Physics Help! Thanks! Motion Problem.?

Question

I need help with how to do with problem. If someone can show me the steps. I really don't get this.

An object is launched at an angle of 20 degrees with a speed of 30 m/s. It hits 4.0m up the face of a wall. How far away is the wall? (Note: Use Quadratic formula to find time.)

Answer 1

First we will have a horizontal and vertical components
Vv=Vsin(30)
Vh=Vcos(30)

Let the distance to the wall be

S=Vh t or S=Vcos(30) t

since h=4m and
h=Vv t - 0.5 gt^2

time t can be found by solving


0.5 gt^2 -Vv t +h=0
t^2 - (2/g)Vv t + (2/g)h=0

so "Use Quadratic formula to find time"

Answer 2

Here's a hint: since this is a simple trajectory problem, the path of the projectile is symmetrical and there are two answers. It can either hit the wall at the same height on its way up or on its way down as it follows its parabolic path in our gravitational field.

A projectile has both vertical and horizontal components to its velocity. The vertical is found by multiplying the initial velocity by the sine of the launch angle and changes with time, while the horizontal is the initial velocity times the cosine of the launch angle and is constant throughout the flight.

In this case these two velocities are 10.26 and 28.19 m/s respectively (keeping a few extra decimals because they are intermediate results).

The initial vertical velocity equals the final vertical velocity in the opposite direction, so we can calculate how long the flight lasts with the formula v=at and solve for t = v / a = 1.05 seconds for each half of the flight.

Now use distance = 1/2 a t^2 = 4.9 * 1.05^2 = 5.40 meters for the maximum height (and the maximum horizontal distance traveled is 28.19 * 1.05 * 2 = 59.2 meters).

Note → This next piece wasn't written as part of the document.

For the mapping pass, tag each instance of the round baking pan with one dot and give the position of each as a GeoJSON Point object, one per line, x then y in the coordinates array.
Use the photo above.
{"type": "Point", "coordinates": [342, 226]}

Since the projectile hits the wall at a height of 4.0 meters, all we need to do next is subtract this from 5.40 and find how long it would take for something to fall the difference of 1.4 meters. Use the distance formula again and solve for time: 1.4 = 1/2 * a * t^2, so t^2 = 1.4 / 4.9 = 0.2857, and t = 0.53 seconds.

In other words, it takes 1.05-0.53=0.52 seconds for the object to reach a height of 4.0 meters (remember, the velocity is faster when it starts out). Multiply this by the constant horizontal velocity of 28.19 m/s to get about 14.7 meters for the distance of the wall from either the beginning or the end of the trajectory.